RWTH Aachen

RWTH Aachen, IME Process Metallurgy ans Metal Recycling Institute

© IME
Fig. 1: Crystallization aggregate at the IME and comparison of the concentration distribution of aluminum and silicon.
© Martin Braun
Fig. 2: IME zone melting, plant in operation.
© IME
Fig. 3: IME vacuum resistance furnace (left) and its cooling finger system (right) after high purity AI crystallization.

The IME is one of Europe's leading development centers for environmentally friendly processes in metal recycling. Between 1996 and 2003, it coordinated work on metal recovery and further processing as a founding member of SFB 525 "Resource-oriented overall consideration of material flows of metallic raw materials". Since 2000, twelve large-scale European and nationally funded research projects have been carried out in the field of "production-integrated environmental protection". With 1,000 m² of experimental space, process chains can be realized up to demonstration scale. Core competencies are the development of sustainable environmentally friendly and cost-efficient processes for the production, cleaning and recycling of metallic materials. The research priorities of the IME are inevitably subject to the constantly changing needs and priorities of political requirements as well as those of the associated industrial companies. Almost the entire range of metals is covered, with current emphasis on Ti, Si, Ge, Sb, Al, Mg, Cu as well as the rare earths. In addition, the IME has been involved for years in research and teaching on the subject of "Removal of metallic impurities from melts", in particular in order to achieve extremely high degrees of purity. Currently, the IME's "Pure Metals Group" is working on the high-purity refining of aluminum, magnesium, antimony as well as germanium and tellurium. In this context, the IME has been fundamentally researching three methods for the production of high-purity metals. A static crystallization furnace, which is divided into seven resistance zones that can be individually controlled by a programmable controller and brought to the desired temperature. This allows a predetermined cooling profile to be run automatically, with cooling occurring only by regulating the power introduced and no additional external cooling is used. The impurities with a partition coefficient smaller than one are to remain in the residual melt, while those with a partition coefficient larger than one are enriched at the bottom of the crucible, leaving a refined block of the target metal after later removal of the bottom and top cover (see Fig. 1).

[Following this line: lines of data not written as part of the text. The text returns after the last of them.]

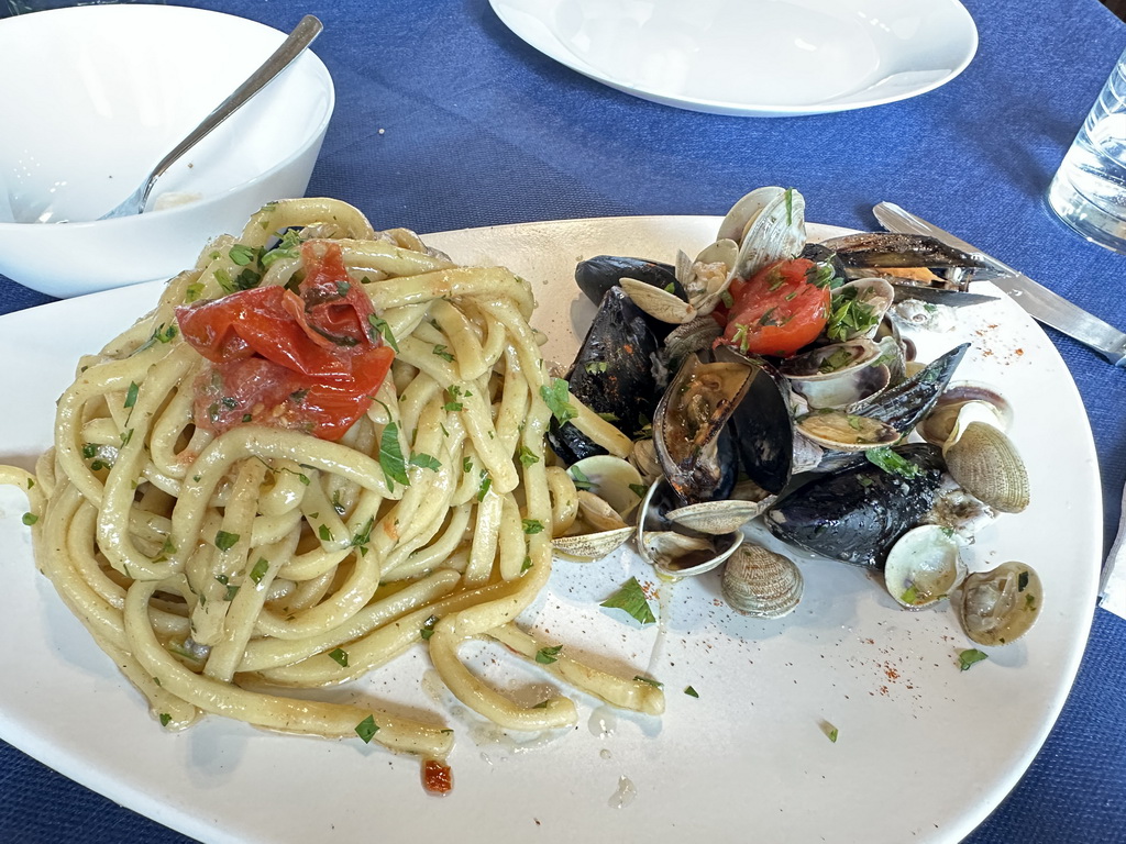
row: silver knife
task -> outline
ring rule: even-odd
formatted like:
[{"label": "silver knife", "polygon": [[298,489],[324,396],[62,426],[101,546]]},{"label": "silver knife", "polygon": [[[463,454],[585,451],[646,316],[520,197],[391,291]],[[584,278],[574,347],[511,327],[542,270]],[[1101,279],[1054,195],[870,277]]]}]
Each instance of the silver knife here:
[{"label": "silver knife", "polygon": [[968,252],[980,258],[998,270],[998,276],[990,280],[1004,290],[1012,300],[1027,311],[1033,318],[1062,331],[1084,345],[1089,345],[1103,358],[1118,367],[1126,367],[1126,334],[1109,325],[1097,316],[1073,305],[1044,285],[1033,281],[1028,276],[985,254],[964,240],[944,232],[936,225],[917,217],[894,203],[881,203],[873,212],[876,219],[888,232],[902,234],[928,234],[936,240]]}]

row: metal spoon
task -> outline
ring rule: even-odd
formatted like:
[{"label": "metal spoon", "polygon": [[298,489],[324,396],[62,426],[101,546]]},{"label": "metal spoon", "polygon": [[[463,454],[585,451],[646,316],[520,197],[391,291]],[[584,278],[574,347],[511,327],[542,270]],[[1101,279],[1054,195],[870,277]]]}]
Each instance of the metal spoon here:
[{"label": "metal spoon", "polygon": [[242,106],[244,106],[251,97],[262,90],[262,88],[265,88],[270,80],[289,66],[289,63],[301,55],[305,51],[305,47],[313,43],[313,39],[321,34],[323,28],[324,27],[321,21],[312,15],[303,17],[301,23],[297,24],[294,30],[289,34],[289,37],[282,43],[282,46],[274,51],[272,55],[270,55],[270,57],[267,59],[266,62],[263,62],[262,65],[247,79],[245,82],[239,86],[230,97],[223,100],[214,111],[207,115],[203,123],[196,126],[187,137],[185,137],[171,152],[162,158],[160,163],[153,168],[152,172],[144,180],[141,187],[138,187],[128,199],[118,205],[111,212],[102,214],[98,217],[98,219],[110,219],[113,217],[125,217],[132,214],[142,214],[144,212],[145,204],[149,201],[149,195],[152,192],[152,189],[157,183],[157,179],[163,176],[168,168],[170,168],[177,159],[203,141],[204,137],[209,135],[216,126],[242,108]]}]

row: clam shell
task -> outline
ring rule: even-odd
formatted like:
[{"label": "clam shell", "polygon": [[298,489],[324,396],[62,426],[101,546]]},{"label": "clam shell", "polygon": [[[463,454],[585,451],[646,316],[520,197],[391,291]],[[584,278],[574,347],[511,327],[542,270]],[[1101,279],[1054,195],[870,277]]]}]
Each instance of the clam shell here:
[{"label": "clam shell", "polygon": [[725,501],[704,501],[699,504],[670,510],[665,518],[689,530],[696,530],[709,536],[731,533],[747,524],[751,519],[766,511],[777,496],[768,496],[762,501],[742,501],[727,499]]},{"label": "clam shell", "polygon": [[640,531],[641,556],[661,574],[691,577],[723,565],[735,553],[743,535],[689,537],[671,530]]},{"label": "clam shell", "polygon": [[1002,563],[966,577],[962,586],[962,626],[978,645],[1008,645],[1040,614],[1044,586],[1031,566]]},{"label": "clam shell", "polygon": [[723,569],[723,600],[757,618],[781,618],[802,600],[804,581],[788,557],[743,542]]},{"label": "clam shell", "polygon": [[660,287],[632,278],[623,278],[618,284],[633,303],[654,320],[679,325],[696,316],[695,307]]},{"label": "clam shell", "polygon": [[950,477],[994,510],[1019,513],[1028,506],[1028,470],[1004,432],[984,422],[971,422],[947,443],[942,456]]},{"label": "clam shell", "polygon": [[844,411],[811,413],[797,420],[797,430],[811,442],[837,451],[865,451],[900,440],[900,432],[886,422]]},{"label": "clam shell", "polygon": [[937,603],[965,577],[951,532],[937,524],[923,524],[892,546],[884,564],[884,585],[900,604],[914,610]]},{"label": "clam shell", "polygon": [[611,554],[634,533],[633,528],[618,528],[617,530],[602,530],[595,533],[577,533],[568,537],[555,537],[552,546],[560,554],[579,559],[601,559],[607,554]]}]

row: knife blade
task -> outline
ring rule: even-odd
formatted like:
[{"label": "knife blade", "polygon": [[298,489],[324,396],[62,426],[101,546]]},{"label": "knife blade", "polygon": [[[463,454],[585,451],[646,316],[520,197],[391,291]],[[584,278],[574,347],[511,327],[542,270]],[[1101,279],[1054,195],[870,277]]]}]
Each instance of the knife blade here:
[{"label": "knife blade", "polygon": [[879,203],[873,208],[876,219],[888,232],[903,234],[927,234],[936,240],[980,258],[998,275],[990,279],[1004,290],[1036,321],[1051,325],[1099,354],[1117,367],[1126,367],[1126,333],[1073,305],[1024,272],[972,246],[960,237],[945,232],[894,203]]}]

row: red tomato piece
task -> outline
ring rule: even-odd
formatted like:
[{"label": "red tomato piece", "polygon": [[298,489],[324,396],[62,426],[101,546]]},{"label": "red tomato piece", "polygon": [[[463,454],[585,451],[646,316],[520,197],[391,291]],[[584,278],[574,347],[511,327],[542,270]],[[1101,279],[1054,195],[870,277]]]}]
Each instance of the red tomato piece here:
[{"label": "red tomato piece", "polygon": [[716,344],[786,358],[816,340],[829,320],[830,291],[807,280],[815,267],[794,258],[769,264],[749,281],[736,279],[730,288],[734,302]]},{"label": "red tomato piece", "polygon": [[370,406],[394,352],[370,329],[375,314],[339,244],[302,245],[298,294],[240,290],[177,308],[184,339],[212,361],[196,385],[195,421],[222,433],[239,424],[337,440]]}]

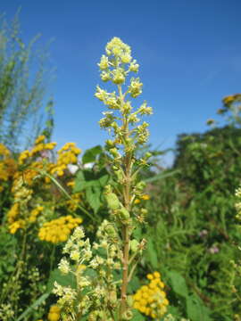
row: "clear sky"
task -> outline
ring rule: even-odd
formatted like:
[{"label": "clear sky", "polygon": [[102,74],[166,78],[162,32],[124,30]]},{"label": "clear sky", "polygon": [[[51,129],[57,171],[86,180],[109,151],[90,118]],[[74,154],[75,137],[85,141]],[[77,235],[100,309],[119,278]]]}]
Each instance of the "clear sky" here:
[{"label": "clear sky", "polygon": [[11,19],[21,5],[24,40],[38,32],[40,42],[54,38],[49,90],[59,146],[104,144],[97,122],[104,107],[94,93],[102,83],[96,63],[112,37],[129,44],[140,64],[154,147],[204,132],[221,98],[241,90],[240,0],[1,0],[0,12]]}]

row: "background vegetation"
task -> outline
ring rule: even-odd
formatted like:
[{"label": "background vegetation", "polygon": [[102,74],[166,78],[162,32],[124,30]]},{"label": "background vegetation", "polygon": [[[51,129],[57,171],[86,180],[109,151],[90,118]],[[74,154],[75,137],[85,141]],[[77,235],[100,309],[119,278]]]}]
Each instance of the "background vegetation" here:
[{"label": "background vegetation", "polygon": [[[55,144],[50,143],[52,103],[46,109],[46,126],[37,125],[42,119],[43,69],[41,65],[29,85],[31,45],[20,39],[16,21],[10,34],[2,26],[0,318],[4,321],[54,320],[55,312],[50,310],[56,300],[51,292],[54,282],[62,285],[73,282],[57,270],[64,243],[75,219],[82,221],[95,241],[96,228],[107,218],[103,192],[112,179],[108,156],[101,146],[88,149],[81,158],[73,144],[54,152]],[[241,279],[234,263],[240,259],[241,243],[235,209],[241,172],[240,97],[234,95],[223,100],[223,108],[218,111],[226,116],[223,127],[215,127],[210,119],[212,128],[206,132],[178,137],[170,168],[160,169],[162,152],[154,151],[150,166],[141,172],[148,196],[139,204],[145,204],[148,216],[135,235],[146,238],[147,245],[129,292],[134,293],[146,284],[146,274],[159,271],[170,301],[168,313],[177,320],[241,320]],[[35,134],[24,150],[22,137],[29,134],[32,119]],[[45,136],[39,137],[39,133]],[[41,228],[47,222],[52,222],[52,230],[46,233]],[[146,317],[137,312],[135,320],[144,319]]]}]

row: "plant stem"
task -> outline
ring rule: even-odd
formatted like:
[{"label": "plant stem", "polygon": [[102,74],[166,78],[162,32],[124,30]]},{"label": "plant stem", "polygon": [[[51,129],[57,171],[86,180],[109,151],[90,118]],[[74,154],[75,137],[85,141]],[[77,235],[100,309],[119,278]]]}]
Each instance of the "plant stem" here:
[{"label": "plant stem", "polygon": [[[125,103],[124,96],[122,95],[121,86],[119,86],[119,94],[122,105]],[[129,136],[129,122],[126,115],[123,115],[123,128],[124,128],[124,142]],[[130,188],[131,188],[131,159],[132,152],[126,152],[124,156],[124,173],[125,183],[123,188],[124,206],[129,211],[130,208]],[[127,309],[127,289],[129,283],[129,226],[124,224],[122,226],[122,241],[123,241],[123,272],[122,272],[122,284],[120,294],[120,320]]]}]

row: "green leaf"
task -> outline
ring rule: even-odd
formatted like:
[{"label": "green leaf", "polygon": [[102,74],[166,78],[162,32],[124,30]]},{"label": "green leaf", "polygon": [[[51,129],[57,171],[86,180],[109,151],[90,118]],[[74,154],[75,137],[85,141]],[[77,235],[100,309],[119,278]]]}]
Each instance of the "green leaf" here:
[{"label": "green leaf", "polygon": [[88,202],[91,208],[96,213],[100,208],[101,202],[101,190],[97,186],[88,186],[86,190],[87,201]]},{"label": "green leaf", "polygon": [[109,180],[110,177],[109,175],[104,175],[99,178],[99,183],[102,187],[104,187]]},{"label": "green leaf", "polygon": [[128,290],[129,293],[135,292],[140,287],[140,281],[138,277],[134,276],[131,278],[128,284]]},{"label": "green leaf", "polygon": [[75,276],[71,273],[69,273],[68,275],[62,275],[58,268],[55,268],[50,274],[46,287],[47,292],[51,292],[54,289],[54,284],[55,281],[60,285],[71,286],[72,289],[76,289]]},{"label": "green leaf", "polygon": [[187,298],[187,317],[192,321],[211,321],[209,309],[195,295]]},{"label": "green leaf", "polygon": [[176,271],[168,271],[167,275],[170,279],[171,288],[177,294],[182,297],[188,297],[188,289],[184,277]]},{"label": "green leaf", "polygon": [[99,155],[101,152],[102,147],[100,145],[87,149],[82,157],[82,163],[87,164],[96,161],[96,156]]},{"label": "green leaf", "polygon": [[40,296],[30,307],[29,307],[18,318],[16,321],[22,320],[28,314],[31,312],[32,309],[35,309],[37,307],[38,307],[44,300],[46,300],[46,298],[50,295],[49,293],[44,293]]},{"label": "green leaf", "polygon": [[145,317],[139,311],[137,311],[137,309],[133,309],[133,317],[131,318],[131,321],[145,321]]},{"label": "green leaf", "polygon": [[73,193],[79,193],[86,188],[86,178],[82,170],[79,170],[74,180]]},{"label": "green leaf", "polygon": [[147,257],[147,259],[151,263],[153,268],[158,268],[158,259],[156,255],[156,251],[151,238],[147,239],[145,255]]}]

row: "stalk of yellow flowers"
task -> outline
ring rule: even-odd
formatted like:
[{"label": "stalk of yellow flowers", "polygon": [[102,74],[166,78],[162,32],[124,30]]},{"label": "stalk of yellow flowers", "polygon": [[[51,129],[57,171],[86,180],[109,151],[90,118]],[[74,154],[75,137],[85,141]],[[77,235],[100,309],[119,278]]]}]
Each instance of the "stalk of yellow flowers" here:
[{"label": "stalk of yellow flowers", "polygon": [[[145,209],[137,210],[134,205],[135,199],[142,197],[145,187],[143,182],[138,182],[137,173],[142,166],[146,165],[150,154],[146,153],[144,159],[137,160],[135,151],[147,141],[148,124],[145,121],[136,124],[140,121],[138,116],[151,114],[152,108],[145,102],[133,111],[129,98],[136,98],[142,93],[143,84],[138,78],[131,78],[129,86],[123,87],[129,74],[137,72],[139,67],[131,57],[130,47],[114,37],[107,44],[105,52],[106,55],[102,56],[98,64],[101,78],[116,85],[118,94],[108,93],[98,86],[96,96],[109,110],[103,112],[104,118],[100,120],[100,127],[112,132],[114,136],[114,139],[106,141],[106,148],[112,157],[115,185],[114,188],[106,186],[105,196],[110,213],[121,230],[122,284],[119,318],[122,320],[131,317],[127,301],[127,288],[131,277],[129,250],[131,243],[137,243],[132,239],[132,231],[137,220],[144,221],[143,217],[146,214]],[[139,244],[137,250],[142,250]]]}]

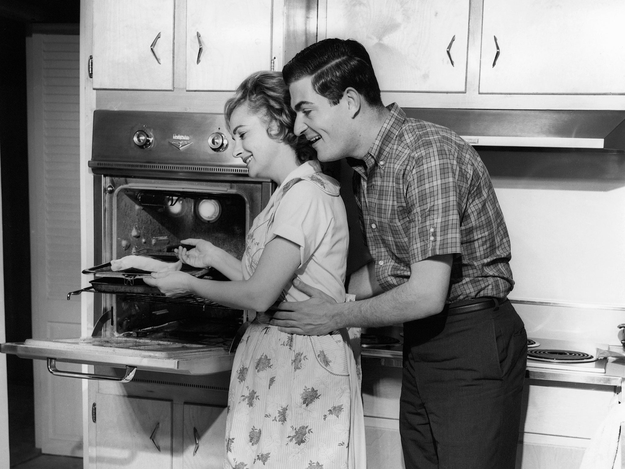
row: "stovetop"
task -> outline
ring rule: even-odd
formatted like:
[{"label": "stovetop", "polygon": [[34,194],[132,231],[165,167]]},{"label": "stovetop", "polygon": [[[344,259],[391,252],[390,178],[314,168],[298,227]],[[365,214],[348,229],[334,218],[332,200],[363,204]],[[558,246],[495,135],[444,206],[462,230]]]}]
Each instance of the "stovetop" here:
[{"label": "stovetop", "polygon": [[[588,360],[592,360],[597,356],[597,348],[608,350],[607,344],[598,344],[594,343],[585,343],[578,341],[571,341],[566,340],[559,340],[557,339],[542,339],[540,338],[528,337],[528,341],[534,341],[536,344],[532,344],[528,346],[528,351],[538,352],[538,355],[546,356],[547,358],[554,358],[557,357],[557,353],[548,353],[546,351],[562,351],[562,356],[569,356],[573,358],[572,355],[576,355],[575,358],[579,360],[584,360],[588,356],[592,357]],[[529,343],[531,343],[531,342]],[[582,355],[588,354],[588,355]],[[601,373],[606,372],[606,365],[608,360],[605,358],[599,358],[591,361],[584,363],[569,362],[556,362],[550,360],[543,361],[536,360],[531,356],[528,356],[528,366],[531,368],[548,368],[551,370],[566,370],[572,371],[581,371],[583,373]]]}]

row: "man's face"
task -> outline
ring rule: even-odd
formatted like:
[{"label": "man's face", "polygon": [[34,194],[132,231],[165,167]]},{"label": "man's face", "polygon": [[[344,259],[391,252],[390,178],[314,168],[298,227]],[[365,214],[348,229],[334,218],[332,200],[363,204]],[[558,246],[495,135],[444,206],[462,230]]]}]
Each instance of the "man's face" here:
[{"label": "man's face", "polygon": [[309,76],[289,86],[291,107],[297,114],[294,131],[312,143],[321,161],[334,161],[349,154],[352,124],[344,96],[332,106],[312,89]]}]

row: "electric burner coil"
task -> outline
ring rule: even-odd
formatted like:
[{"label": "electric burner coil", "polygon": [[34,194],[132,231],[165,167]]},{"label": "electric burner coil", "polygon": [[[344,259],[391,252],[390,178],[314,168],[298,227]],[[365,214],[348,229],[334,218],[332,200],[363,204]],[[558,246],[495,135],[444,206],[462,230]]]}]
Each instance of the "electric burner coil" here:
[{"label": "electric burner coil", "polygon": [[586,352],[547,348],[528,350],[528,358],[559,363],[584,363],[597,360],[596,357]]}]

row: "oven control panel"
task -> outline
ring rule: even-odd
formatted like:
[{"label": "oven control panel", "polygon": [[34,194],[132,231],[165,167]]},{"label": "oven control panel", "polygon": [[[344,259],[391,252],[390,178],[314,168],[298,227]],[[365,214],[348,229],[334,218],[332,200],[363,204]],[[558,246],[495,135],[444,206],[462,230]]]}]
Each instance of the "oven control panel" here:
[{"label": "oven control panel", "polygon": [[97,109],[89,166],[100,174],[246,176],[231,139],[221,114]]}]

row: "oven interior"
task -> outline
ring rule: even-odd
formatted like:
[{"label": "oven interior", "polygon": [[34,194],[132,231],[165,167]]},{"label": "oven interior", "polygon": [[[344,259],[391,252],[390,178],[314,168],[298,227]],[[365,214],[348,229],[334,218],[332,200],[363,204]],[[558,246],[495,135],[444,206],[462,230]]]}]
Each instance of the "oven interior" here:
[{"label": "oven interior", "polygon": [[[175,262],[175,253],[166,252],[167,246],[188,238],[206,240],[240,259],[250,219],[259,211],[261,186],[239,180],[103,178],[101,260],[141,255]],[[198,276],[229,281],[214,268],[202,270]],[[136,341],[146,347],[158,342],[163,346],[228,348],[251,314],[197,296],[168,298],[132,275],[111,278],[96,273],[92,283],[96,291],[109,292],[96,295],[101,305],[95,310],[102,315],[94,333],[120,338],[112,340],[111,346],[132,338],[135,348]]]}]

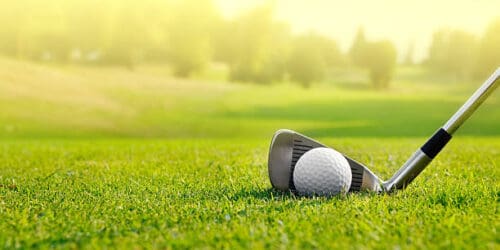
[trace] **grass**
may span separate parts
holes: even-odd
[[[267,178],[269,136],[280,127],[388,178],[479,83],[417,85],[403,69],[387,92],[347,83],[303,90],[177,80],[150,68],[0,64],[0,247],[500,243],[498,93],[404,192],[301,198],[273,191]]]

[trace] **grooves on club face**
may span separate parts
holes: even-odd
[[[327,146],[292,130],[278,130],[269,150],[268,170],[273,187],[282,191],[295,191],[293,170],[297,161],[307,151],[318,147]],[[353,159],[345,155],[344,157],[352,172],[349,192],[381,191],[381,181],[376,175]]]

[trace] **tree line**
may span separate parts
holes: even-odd
[[[309,86],[333,67],[367,69],[386,88],[397,52],[392,42],[369,41],[362,29],[347,54],[331,38],[292,34],[270,6],[223,18],[211,0],[18,0],[0,9],[0,53],[58,63],[122,65],[166,62],[188,77],[212,61],[228,65],[233,81],[289,79]],[[497,67],[500,23],[480,38],[438,31],[425,65],[465,77]]]

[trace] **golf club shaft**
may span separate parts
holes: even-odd
[[[476,92],[458,109],[458,111],[394,174],[383,183],[384,190],[390,192],[405,188],[436,157],[451,139],[458,128],[476,111],[481,103],[498,87],[500,81],[498,68]]]

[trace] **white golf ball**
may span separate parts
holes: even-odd
[[[347,159],[331,148],[315,148],[302,155],[293,172],[300,195],[333,196],[347,193],[352,173]]]

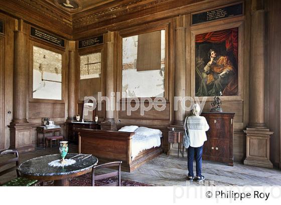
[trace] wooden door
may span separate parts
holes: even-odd
[[[0,36],[0,150],[4,149],[4,38]]]

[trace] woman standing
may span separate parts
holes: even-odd
[[[209,130],[209,124],[205,117],[200,116],[200,106],[195,104],[192,109],[192,116],[187,116],[184,124],[185,130],[188,134],[190,140],[189,147],[188,149],[187,166],[188,168],[188,180],[192,182],[196,179],[197,182],[205,180],[205,177],[201,174],[202,156],[203,146],[205,141],[207,140],[206,131]],[[193,159],[195,156],[196,160],[196,178],[193,174]]]

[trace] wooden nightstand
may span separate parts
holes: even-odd
[[[170,152],[170,148],[171,143],[178,143],[178,158],[179,158],[179,154],[180,152],[180,145],[181,143],[183,146],[183,152],[182,156],[184,156],[184,147],[183,144],[183,140],[184,138],[184,132],[176,132],[176,131],[169,131],[169,150],[168,152],[168,156],[169,156]]]

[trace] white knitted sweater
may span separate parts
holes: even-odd
[[[185,120],[185,129],[188,130],[191,146],[199,148],[207,140],[206,131],[209,130],[209,124],[203,116],[189,116]]]

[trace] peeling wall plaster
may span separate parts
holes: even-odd
[[[62,58],[60,54],[33,46],[33,98],[62,100]]]
[[[123,38],[122,92],[123,96],[161,97],[165,92],[165,30],[161,30],[161,70],[136,71],[138,36]]]
[[[101,53],[81,56],[80,60],[80,79],[100,78]]]

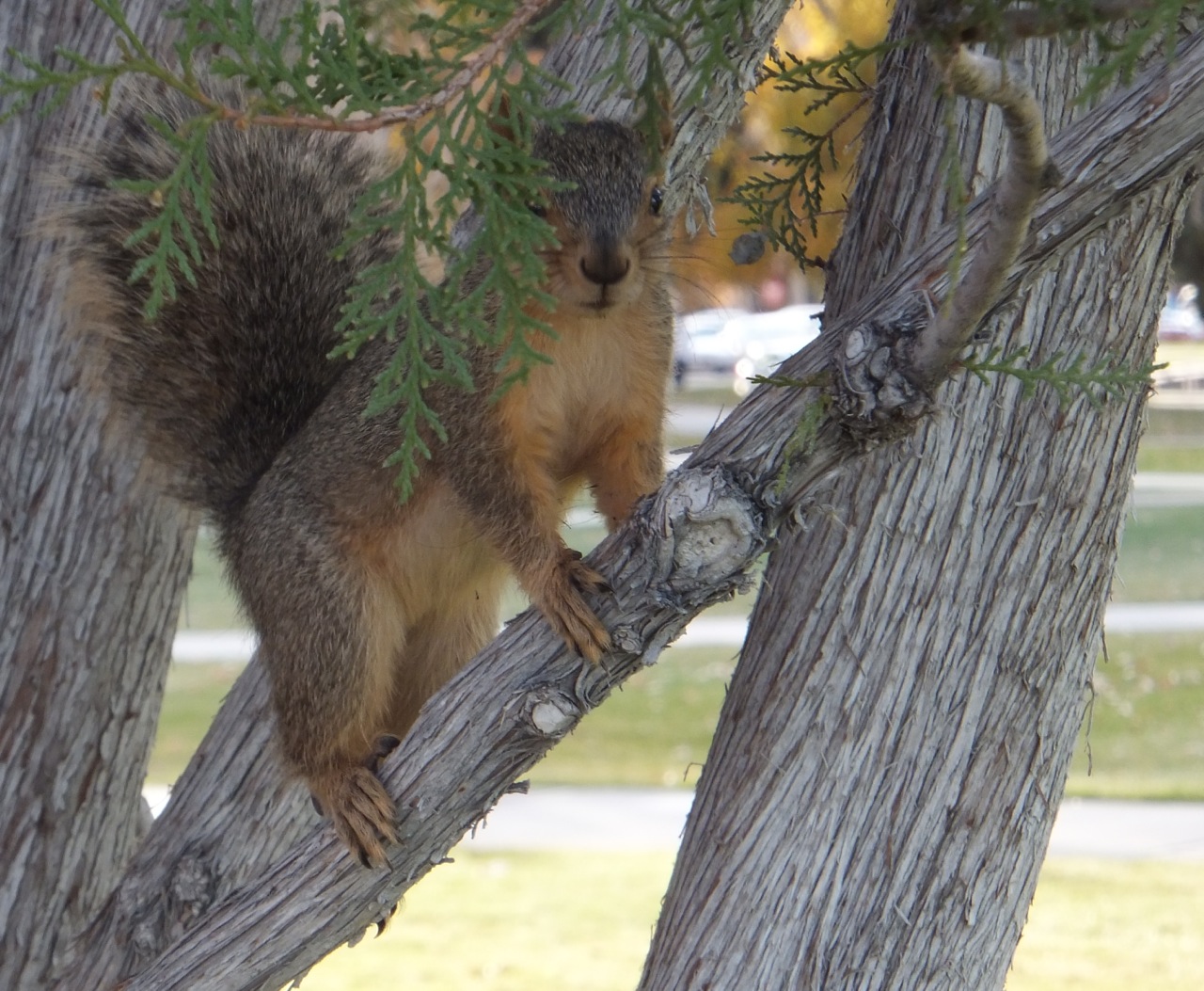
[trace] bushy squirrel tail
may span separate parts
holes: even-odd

A horizontal zone melting system (Fig. 2), controlled by means of an inductive power of max. 45 kW, allows a feed rate of max. 1.99 mm/min and has so far been successfully used to purify aluminum from 3N to 4N. Here, the complexity of controlling the degree of purity due to the length of the melting zone and the high time requirement of the process led to the idea of exploring the "cooling finger" methodology. The "Pure Metals" working group at IME is therefore also working on the subject of metal refining using cooling fingers (see Fig. 3). The precise control of the temperature gradient, itself influenced by, among other things, the rotation of the finger as well as the cooling gas flow, is the most important challenge in the development of this methodology, because these parameters have a direct effect on both the shape of the crystallization and the growth rate of the crystallized material, and thus on the efficiency of impurity removal.